August 15th, 2013 / 4:38 pm
Snippets

“Besides: to learn to use her mind’s energy against itself, she would have to add new content. Even if it was content that might eventually ease the burden of having content, at this point, she is so overwhelmed with the content she already has, she thinks she cannot take on any new content even if it’s promised that the new content will help her.” — from Evelyn Hampton’s “The End of Content” over at The Collagist; no one does clever and sad at the same time like Evelyn Hampton

2 Comments

  1. Jeremy Hopkins

      Yeah,
      It’s like technology is fucking it up for artists all over the place.
      It’s like technology ignores the fact we use words.
      It’s like technology doesn’t know who Ray Kurzweil is.
      It’s like technology has no idea what effect contemporary nutritional standards have on the brain’s capacity for self-awareness.

  2. deadgod

      A logical solution to the problem of having too much content might be to ask in a different way after the feeling itself of “too much” — the determination towards discontent.

      Is politically non-specific discontent a kind of spoiling of oneself? a luxuriation?
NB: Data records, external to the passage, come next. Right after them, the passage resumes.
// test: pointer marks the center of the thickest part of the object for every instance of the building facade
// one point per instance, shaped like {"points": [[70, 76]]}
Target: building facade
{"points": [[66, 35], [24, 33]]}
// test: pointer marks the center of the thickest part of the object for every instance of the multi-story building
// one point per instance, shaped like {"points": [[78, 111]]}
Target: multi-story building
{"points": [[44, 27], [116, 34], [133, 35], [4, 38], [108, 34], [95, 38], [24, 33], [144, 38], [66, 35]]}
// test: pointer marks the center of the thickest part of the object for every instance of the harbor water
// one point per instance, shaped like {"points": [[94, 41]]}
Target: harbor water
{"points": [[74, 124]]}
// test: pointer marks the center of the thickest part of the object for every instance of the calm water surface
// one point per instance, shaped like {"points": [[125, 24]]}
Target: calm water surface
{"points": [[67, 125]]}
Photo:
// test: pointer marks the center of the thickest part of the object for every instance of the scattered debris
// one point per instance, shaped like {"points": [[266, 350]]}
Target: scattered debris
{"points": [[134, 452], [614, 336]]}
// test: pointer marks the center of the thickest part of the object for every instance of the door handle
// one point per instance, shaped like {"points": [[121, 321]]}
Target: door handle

      Maybe those are the questions of a small serious man.

      But ‘small serious man’ sounds like viciously circular self-satisfying grievance.

      I don’t think reason ends. I think reasonable people end.

      Wanting reality regardless of its indifference to personal smallness–to ‘person’–: maybe that’s not… feasible.

      I think, rather than a factory, content can be a garden. A garden is an imposition on wilderness, but I think it can also be a discovery of the wild, a participation with the wild.

      Maybe gardens are steps ineluctably on the path to factories, and supposing that gardens are more natural than factories would be a destructively sentimental fantasy. And surely the gardener is not separable from content.

      But I think that content can be tended as a garden by a gardener who’s not a destroyer.